The Sandy Hook Volunteer Fire and Rescue Co. and Sandy Hook Elementary School students received the loudest applause from spectators along the parade route.
"This is a great example of how the town comes together," parade organizer Beth Caldwell told WFSB-TV. "The strength of the community really has shown today."
Gov. Dannel P. Malloy, U.S. Sens. Richard Blumenthal and Christopher Murphy, Newtown First Selectwoman Pat Llodra and other officials participated in the 52nd annual parade.
Sandy Hook mother Courtney Schroeder said: "We just moved here a little over a year ago, and then everything happened. The way the community came together is just amazing."
Organizers were wary about a parade, a fixture in Newtown since the early 1960s, so soon after the shootings at Sandy Hook Elementary School.

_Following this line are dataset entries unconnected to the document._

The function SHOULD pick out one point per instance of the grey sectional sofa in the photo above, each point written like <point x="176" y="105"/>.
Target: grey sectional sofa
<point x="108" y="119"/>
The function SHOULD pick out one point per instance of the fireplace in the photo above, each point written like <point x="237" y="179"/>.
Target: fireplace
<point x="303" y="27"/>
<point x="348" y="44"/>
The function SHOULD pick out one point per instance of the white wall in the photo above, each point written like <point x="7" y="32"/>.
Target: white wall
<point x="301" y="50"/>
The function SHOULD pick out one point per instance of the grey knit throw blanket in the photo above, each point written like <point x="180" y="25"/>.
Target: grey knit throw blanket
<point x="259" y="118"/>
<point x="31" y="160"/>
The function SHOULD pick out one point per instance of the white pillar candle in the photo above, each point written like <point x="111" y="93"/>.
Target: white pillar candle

A gunman who had shot his mother to death at their home went to the school and killed 26 people before killing himself as police arrived.

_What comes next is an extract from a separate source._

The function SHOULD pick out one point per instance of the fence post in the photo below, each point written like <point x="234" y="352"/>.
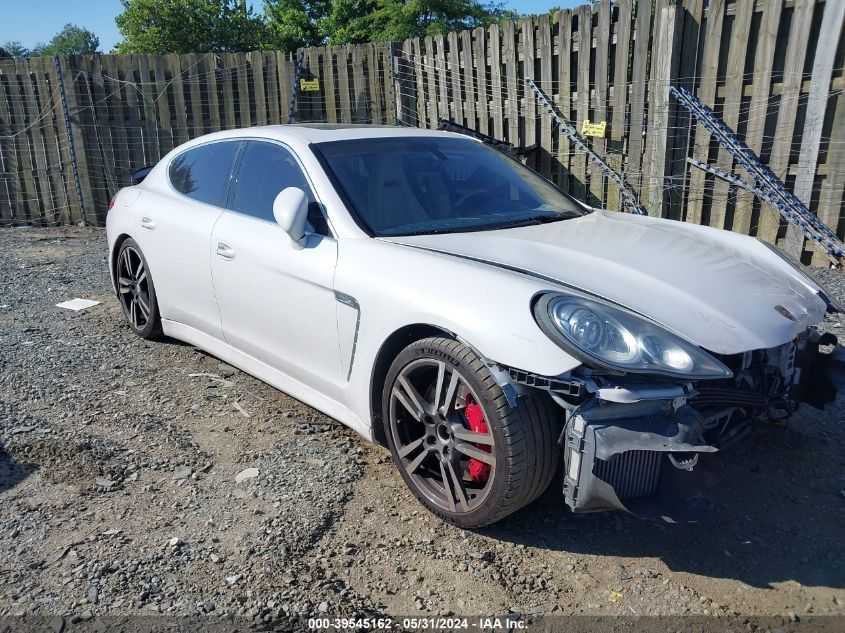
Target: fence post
<point x="664" y="71"/>
<point x="71" y="134"/>
<point x="295" y="92"/>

Early in the planning for the parade last winter, organizers settled on the slogan "We are Newtown, marching strong."
"It was a delicate balance, a delicate balance between an avenue of celebration and respect for the tragedy that happened in our town," Caldwell said.
The parade even drew out-of-towners.
"It's time to rally at one point, time to move on at one point and after an event like that it makes the whole community stronger," said Ox Gara, of Manchester, 60 miles east of Newtown. "Then a day like this just solidifies it."